Data protection policy

In order to operate effectively and, in particular, to meet the requirements of its funders, Exposure collects and processes personal information about individuals with whom it works, including young beneficiaries, adult volunteers, staff, freelance contractors, funders, clients, supporters, partners and suppliers.

The manager is Exposure’s named data protection officer, responsible for complying with data protection legislation. Exposure will treat personal information lawfully and correctly, in accordance the requirements of the Data Protection Act 1998 and the General Data Protection Regulation (GDPR) 2018.

Exposure will ensure that staff, freelance contractors and adult volunteers are aware of and abide by their responsibilities under the Act and GDPR by making them aware of this policy.

Information on young beneficiaries
Exposure collects information from young beneficiaries when they complete a registration form, on commencement, and when evaluating its services.

This information is processed, on a lawful basis, by consent of the young beneficiaries themselves, and, for those under 18, by the consent also of their parents.

Some funders require Exposure to provide reports containing certain anonymised information on its young beneficiaries.

This information may pertain to overall numbers of beneficiaries, in terms of their age, gender, disability, religious beliefs and sexual orientation, as well as how Exposure has helped beneficiaries improve their skills, confidence and employability. However, no specific personal information, on any individual beneficiary, will be shared with funders without requisite consent.

Information on staff, freelance contractors and adult volunteers
Exposure collects information on its staff, freelance contractors and adult volunteers, through these individuals providing a CV, contact details and references, and signing up to Exposure’s safeguarding policy. This information is processed, on a lawful basis, by consent.

Information on partners, suppliers and funders
Exposure collects and processes information on its partners, suppliers, charitable trusts, foundations and corporate funders for work and fundraising purposes.

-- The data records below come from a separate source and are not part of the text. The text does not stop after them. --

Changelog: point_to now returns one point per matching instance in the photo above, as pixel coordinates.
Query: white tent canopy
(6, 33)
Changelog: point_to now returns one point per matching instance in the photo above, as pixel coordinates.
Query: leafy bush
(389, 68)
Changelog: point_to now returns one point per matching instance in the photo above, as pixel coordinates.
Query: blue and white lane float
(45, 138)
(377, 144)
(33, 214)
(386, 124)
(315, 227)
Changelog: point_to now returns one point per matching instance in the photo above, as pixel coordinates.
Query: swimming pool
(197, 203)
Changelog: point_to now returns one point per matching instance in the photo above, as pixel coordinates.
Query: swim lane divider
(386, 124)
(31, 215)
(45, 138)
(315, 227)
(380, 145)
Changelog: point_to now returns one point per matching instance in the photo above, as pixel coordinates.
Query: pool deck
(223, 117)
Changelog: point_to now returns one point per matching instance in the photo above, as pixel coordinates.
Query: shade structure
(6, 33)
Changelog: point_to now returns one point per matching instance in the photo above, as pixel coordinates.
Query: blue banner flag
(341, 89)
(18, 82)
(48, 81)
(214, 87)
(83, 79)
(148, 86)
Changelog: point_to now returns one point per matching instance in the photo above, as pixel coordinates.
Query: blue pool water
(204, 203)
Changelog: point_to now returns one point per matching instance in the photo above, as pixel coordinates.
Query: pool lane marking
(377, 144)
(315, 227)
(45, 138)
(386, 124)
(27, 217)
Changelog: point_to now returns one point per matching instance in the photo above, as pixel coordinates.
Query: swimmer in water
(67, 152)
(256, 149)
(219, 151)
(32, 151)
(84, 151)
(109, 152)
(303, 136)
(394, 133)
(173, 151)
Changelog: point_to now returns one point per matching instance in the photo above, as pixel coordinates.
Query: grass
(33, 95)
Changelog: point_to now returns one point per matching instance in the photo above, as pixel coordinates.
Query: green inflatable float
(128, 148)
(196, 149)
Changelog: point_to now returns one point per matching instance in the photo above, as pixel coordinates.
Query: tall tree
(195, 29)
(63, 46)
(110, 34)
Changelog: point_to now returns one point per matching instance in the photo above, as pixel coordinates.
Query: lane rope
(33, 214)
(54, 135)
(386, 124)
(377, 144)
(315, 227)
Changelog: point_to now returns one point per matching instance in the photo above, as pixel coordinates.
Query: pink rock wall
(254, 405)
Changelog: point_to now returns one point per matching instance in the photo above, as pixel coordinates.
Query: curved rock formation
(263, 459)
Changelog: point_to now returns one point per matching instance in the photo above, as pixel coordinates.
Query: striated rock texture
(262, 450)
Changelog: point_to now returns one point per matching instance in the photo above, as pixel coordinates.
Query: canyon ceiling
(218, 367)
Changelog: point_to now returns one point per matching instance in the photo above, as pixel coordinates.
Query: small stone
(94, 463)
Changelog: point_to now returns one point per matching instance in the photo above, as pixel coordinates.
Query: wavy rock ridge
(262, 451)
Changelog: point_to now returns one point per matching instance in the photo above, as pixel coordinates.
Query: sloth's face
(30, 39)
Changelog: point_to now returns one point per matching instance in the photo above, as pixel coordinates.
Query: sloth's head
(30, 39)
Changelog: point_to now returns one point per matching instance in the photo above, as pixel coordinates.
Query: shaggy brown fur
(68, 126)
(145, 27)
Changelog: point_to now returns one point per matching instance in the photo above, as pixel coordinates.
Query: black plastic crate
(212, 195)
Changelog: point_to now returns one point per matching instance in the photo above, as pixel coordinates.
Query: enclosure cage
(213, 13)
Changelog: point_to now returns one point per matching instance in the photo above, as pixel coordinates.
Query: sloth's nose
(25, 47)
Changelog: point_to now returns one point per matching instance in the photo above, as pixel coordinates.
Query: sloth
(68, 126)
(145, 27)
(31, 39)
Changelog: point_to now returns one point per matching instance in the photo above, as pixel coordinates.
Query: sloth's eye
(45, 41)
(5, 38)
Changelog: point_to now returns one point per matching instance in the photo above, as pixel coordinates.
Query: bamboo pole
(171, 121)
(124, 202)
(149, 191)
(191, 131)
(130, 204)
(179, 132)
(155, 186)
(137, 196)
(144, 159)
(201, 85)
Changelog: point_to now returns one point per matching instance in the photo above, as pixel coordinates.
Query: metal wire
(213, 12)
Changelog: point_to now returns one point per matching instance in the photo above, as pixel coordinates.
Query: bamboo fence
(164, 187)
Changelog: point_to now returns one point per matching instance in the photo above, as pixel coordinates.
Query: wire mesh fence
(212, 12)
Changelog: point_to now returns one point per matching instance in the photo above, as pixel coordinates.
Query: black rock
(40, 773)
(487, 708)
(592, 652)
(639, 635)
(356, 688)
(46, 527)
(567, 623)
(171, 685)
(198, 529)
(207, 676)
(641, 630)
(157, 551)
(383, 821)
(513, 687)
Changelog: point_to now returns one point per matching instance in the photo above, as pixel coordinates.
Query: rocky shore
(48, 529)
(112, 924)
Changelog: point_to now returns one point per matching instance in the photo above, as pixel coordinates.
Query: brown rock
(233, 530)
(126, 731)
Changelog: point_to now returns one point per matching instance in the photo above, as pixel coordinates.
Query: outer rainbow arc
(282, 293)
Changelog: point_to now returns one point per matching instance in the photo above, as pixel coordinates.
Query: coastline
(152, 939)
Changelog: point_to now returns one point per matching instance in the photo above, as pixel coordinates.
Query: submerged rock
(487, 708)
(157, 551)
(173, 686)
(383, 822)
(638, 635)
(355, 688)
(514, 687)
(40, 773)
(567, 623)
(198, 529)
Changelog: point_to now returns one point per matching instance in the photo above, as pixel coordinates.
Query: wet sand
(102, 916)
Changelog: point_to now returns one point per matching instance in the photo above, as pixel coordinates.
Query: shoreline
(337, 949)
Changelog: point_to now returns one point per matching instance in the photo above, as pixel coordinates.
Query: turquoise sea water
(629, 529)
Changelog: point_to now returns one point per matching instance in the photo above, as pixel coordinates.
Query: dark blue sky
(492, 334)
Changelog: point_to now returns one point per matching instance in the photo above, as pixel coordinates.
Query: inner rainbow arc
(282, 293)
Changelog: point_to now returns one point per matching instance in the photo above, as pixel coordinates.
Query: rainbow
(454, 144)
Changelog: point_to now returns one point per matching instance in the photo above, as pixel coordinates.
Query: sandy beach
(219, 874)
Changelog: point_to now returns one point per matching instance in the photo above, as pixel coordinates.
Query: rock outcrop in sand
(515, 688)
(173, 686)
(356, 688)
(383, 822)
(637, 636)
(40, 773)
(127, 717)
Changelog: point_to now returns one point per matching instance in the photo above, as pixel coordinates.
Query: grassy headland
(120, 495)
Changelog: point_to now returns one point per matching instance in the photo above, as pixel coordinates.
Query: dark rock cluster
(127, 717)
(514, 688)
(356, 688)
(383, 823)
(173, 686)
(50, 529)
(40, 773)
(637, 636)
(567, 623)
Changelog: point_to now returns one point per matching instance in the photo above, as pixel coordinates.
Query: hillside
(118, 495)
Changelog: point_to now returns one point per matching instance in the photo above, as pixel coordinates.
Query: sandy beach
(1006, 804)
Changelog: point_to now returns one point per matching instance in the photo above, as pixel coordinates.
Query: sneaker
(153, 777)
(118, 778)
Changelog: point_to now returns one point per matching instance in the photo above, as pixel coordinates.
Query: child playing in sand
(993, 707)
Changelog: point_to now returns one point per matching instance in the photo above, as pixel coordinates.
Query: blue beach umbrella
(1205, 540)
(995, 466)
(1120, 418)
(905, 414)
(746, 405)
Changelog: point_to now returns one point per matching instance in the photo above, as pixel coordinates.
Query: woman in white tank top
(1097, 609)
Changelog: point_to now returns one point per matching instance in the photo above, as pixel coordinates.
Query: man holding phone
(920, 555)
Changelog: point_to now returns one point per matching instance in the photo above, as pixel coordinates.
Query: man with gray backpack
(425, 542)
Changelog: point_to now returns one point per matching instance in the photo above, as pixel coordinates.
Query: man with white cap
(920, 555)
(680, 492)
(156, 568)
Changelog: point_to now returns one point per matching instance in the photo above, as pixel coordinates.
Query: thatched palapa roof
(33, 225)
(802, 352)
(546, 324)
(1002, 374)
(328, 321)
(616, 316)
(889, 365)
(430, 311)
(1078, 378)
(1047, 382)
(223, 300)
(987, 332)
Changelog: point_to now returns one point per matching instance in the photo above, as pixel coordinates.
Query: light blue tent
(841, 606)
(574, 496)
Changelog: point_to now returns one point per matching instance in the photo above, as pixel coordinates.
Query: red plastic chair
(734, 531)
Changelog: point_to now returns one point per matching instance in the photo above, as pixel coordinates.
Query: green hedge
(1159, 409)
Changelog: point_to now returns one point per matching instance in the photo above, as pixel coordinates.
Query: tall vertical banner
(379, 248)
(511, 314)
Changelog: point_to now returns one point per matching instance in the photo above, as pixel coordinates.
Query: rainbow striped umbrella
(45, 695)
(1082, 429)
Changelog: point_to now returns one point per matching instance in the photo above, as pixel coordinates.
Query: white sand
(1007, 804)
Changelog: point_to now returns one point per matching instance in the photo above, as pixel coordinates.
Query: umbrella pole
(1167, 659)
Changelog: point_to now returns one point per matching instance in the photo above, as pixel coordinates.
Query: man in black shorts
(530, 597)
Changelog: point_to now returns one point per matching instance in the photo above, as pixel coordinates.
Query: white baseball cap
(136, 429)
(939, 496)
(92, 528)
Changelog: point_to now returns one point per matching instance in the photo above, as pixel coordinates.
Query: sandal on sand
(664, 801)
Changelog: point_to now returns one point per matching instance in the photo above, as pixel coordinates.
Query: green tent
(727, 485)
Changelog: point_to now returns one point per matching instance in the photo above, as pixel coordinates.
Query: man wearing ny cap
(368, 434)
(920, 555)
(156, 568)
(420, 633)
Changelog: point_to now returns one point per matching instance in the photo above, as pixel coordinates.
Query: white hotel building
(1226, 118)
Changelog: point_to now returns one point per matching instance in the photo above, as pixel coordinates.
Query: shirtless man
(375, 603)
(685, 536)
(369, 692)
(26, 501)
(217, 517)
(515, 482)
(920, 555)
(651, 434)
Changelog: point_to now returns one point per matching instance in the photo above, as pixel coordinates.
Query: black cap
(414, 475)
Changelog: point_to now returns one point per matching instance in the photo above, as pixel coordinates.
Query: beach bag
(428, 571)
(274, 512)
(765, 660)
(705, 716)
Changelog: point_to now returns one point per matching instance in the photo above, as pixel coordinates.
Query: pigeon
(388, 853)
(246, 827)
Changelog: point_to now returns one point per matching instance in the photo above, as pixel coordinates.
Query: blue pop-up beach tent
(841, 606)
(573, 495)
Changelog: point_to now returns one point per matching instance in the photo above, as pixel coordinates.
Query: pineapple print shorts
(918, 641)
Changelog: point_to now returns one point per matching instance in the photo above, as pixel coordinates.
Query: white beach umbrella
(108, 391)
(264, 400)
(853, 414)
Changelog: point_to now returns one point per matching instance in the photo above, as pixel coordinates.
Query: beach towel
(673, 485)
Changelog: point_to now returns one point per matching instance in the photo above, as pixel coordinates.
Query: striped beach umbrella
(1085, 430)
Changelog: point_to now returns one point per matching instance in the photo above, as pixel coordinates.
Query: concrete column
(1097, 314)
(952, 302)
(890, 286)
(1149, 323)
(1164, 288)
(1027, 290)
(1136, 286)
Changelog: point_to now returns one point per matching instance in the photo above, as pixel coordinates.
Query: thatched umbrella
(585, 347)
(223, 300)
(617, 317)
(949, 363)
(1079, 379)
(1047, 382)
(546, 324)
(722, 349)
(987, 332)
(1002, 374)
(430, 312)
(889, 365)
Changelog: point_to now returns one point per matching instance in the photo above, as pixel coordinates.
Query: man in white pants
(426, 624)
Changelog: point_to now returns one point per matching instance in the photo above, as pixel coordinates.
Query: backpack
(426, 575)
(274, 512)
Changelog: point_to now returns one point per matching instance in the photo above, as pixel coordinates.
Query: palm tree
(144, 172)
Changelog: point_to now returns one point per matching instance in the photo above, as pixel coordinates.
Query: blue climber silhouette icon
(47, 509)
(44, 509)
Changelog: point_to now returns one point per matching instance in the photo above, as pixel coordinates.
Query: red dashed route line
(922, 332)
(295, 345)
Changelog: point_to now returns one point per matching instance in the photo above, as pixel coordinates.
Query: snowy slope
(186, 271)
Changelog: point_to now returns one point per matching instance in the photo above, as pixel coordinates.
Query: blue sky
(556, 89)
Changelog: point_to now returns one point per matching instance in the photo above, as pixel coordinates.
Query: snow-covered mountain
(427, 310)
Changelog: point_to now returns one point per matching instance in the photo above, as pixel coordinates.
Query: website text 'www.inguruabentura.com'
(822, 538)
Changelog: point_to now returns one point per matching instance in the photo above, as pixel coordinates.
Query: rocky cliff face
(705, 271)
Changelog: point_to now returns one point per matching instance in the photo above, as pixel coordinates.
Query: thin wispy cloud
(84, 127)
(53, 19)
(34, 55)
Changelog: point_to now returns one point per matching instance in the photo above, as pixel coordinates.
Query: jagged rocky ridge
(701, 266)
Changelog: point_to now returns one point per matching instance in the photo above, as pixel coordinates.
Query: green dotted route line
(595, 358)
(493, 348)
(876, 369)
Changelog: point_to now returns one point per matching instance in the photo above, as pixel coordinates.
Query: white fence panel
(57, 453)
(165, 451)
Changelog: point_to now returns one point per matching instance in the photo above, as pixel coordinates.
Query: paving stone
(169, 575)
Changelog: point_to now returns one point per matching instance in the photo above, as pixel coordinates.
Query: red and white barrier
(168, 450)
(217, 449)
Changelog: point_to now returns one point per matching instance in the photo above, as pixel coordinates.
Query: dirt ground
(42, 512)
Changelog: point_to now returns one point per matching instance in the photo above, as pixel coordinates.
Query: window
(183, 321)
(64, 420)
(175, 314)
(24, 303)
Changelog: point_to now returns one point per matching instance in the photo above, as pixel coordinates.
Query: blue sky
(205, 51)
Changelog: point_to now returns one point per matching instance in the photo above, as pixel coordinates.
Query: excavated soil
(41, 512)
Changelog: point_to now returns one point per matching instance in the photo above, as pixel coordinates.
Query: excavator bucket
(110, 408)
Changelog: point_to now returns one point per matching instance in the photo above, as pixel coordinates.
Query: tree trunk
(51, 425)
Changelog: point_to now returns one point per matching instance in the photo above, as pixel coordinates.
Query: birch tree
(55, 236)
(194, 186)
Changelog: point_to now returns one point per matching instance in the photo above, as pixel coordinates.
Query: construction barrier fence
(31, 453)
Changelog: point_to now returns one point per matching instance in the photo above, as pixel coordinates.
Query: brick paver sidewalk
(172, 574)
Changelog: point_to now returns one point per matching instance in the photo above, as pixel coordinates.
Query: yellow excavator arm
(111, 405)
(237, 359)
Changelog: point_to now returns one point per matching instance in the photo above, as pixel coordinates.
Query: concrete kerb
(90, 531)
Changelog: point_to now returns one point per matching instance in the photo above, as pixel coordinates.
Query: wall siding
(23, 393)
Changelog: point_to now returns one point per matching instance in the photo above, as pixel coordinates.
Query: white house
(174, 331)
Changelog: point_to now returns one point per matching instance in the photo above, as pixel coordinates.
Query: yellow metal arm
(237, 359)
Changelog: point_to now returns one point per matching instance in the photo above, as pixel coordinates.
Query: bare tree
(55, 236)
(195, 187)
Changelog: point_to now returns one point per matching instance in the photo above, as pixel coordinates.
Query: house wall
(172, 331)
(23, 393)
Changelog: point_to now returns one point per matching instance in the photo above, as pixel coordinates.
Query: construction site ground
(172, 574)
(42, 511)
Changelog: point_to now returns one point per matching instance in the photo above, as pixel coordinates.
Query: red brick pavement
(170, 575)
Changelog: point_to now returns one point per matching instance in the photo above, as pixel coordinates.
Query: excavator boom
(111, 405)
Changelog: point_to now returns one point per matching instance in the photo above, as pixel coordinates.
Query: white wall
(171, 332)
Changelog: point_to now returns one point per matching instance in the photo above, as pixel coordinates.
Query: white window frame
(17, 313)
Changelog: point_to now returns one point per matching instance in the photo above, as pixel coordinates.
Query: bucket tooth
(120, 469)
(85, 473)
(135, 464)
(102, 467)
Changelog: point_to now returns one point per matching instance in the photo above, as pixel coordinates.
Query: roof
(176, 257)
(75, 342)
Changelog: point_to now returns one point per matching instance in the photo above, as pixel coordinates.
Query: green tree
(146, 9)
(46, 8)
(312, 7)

This information is processed, on a lawful basis, because it is either in the public domain or has been provided directly by the partners, suppliers or funders themselves.

People’s rights
Exposure will ensure that individuals, whose personal information is collected, processed and stored:

1. are clearly informed about how the information is used

2. can access the information to verify how it is used, within one month of making the request

3. can rectify any errors

4. can have the information erased, where appropriate

5. can restrict how the information is processed

6. can use the information for their own purposes

7. can object to how the information is used (eg for direct marketing of Exposure’s services).

Exposure will ensure that personal information that is no longer needed, is shredded or destroyed safely or deleted from systems appropriately.

Data that is no longer needed, whether in electronic or written format, will be retained for no more than five years prior to it being shredded or destroyed.

Data breaches
Exposure will inform the Information Commissioner’s Office within 72 hours if there is a data breach leading to the destruction, loss, alteration, or unauthorised disclosure of personal information, likely to result in a risk to the rights and freedoms of the individuals concerned.

Where a breach is likely to result in a high risk to the rights and freedoms of the individuals concerned, Exposure will notify such individuals directly.

Data protection principles
The Data Protection Act stipulates that the processing of personal information must comply with eight legally enforceable principles. The principles require that personal information will:

1. be processed fairly and lawfully

2. be obtained only for specified and lawful purposes and will not be further processed in any manner incompatible with those purposes

3. be adequate, relevant and not excessive in relation to those purposes

4. be accurate and kept up to date where necessary

5. not be kept longer than is necessary for those purposes

6. be protected by an appropriate degree of security

7. not be transferred to a country or territory outside the UK, unless that country or territory ensures an adequate level of data protection.